La créativité est-elle associée d’une façon ou d´une autre à la méditation?

La créativité est-elle associée d’une façon ou d´une autre à la méditation?

L’art peut être divisé de deux façons :

Quatre-vingt-dix-neuf pour cent de l´art est de l’art subjectif. Seul un pour cent est de l’art objectif. Les quatre-vingt-dix-neuf pour cent de l´art subjectif n´ont aucun rapport avec la méditation. Seul le un pour cent d´art objectif est basé sur la méditation.

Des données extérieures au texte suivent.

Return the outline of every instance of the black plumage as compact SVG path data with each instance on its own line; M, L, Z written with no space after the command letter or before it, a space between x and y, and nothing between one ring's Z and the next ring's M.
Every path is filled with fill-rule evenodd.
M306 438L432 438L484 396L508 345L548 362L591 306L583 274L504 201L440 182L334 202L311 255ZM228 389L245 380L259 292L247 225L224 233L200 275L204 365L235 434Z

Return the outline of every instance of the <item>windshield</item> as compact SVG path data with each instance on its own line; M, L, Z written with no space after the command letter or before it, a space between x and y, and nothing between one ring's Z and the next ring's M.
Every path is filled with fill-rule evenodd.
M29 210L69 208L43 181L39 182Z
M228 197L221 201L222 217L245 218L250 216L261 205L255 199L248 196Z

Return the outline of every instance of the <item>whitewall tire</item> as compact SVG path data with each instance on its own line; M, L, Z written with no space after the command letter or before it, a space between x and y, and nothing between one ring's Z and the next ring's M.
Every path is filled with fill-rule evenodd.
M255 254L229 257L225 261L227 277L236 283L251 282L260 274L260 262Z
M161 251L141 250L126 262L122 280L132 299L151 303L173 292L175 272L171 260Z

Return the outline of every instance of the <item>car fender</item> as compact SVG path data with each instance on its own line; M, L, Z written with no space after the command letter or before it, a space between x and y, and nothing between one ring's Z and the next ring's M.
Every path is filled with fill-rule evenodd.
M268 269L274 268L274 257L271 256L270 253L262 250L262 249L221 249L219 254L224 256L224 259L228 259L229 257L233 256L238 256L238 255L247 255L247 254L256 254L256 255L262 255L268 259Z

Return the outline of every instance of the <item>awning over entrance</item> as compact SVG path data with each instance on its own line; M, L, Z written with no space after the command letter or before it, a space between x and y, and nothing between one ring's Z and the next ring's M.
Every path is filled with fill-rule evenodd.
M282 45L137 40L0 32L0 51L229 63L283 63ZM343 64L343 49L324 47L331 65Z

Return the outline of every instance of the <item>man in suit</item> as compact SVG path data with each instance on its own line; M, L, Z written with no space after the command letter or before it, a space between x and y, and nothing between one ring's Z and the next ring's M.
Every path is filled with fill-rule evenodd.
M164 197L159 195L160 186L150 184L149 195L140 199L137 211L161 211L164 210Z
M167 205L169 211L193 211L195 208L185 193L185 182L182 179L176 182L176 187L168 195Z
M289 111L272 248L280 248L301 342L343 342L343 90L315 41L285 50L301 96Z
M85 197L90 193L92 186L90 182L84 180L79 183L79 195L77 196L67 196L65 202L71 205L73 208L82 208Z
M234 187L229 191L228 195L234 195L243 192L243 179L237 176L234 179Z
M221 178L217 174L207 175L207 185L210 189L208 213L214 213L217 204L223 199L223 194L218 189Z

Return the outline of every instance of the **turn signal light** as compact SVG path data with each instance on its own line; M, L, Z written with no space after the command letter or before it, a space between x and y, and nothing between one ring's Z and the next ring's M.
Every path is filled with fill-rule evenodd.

L´art subjectif implique que vous déversiez votre subjectivité sur la toile, vos rêves, vos imaginations, vos fantasmes. C´est une projection de votre psyché. La même chose se produit dans la poésie, dans la musique, dans toutes les dimensions de la créativité. Vous ne vous sentez pas concerné par la personne qui verra votre peinture, vous ne vous sentez pas concerné par ce qui lui arrivera quand il la regardera ; ce n´est pas du tout votre souci. Votre art est simplement une sorte de vomissement. Il vous aidera, tout comme les vomissements aident. Ils enlèvent la nausée, ils vous nettoient, ils vous rendent plus sain. Mais vous ne prenez pas en compte ce qui va arriver à la personne qui va voir votre vomi. Il deviendra nauséeux. Il peut commencer à se sentir malade.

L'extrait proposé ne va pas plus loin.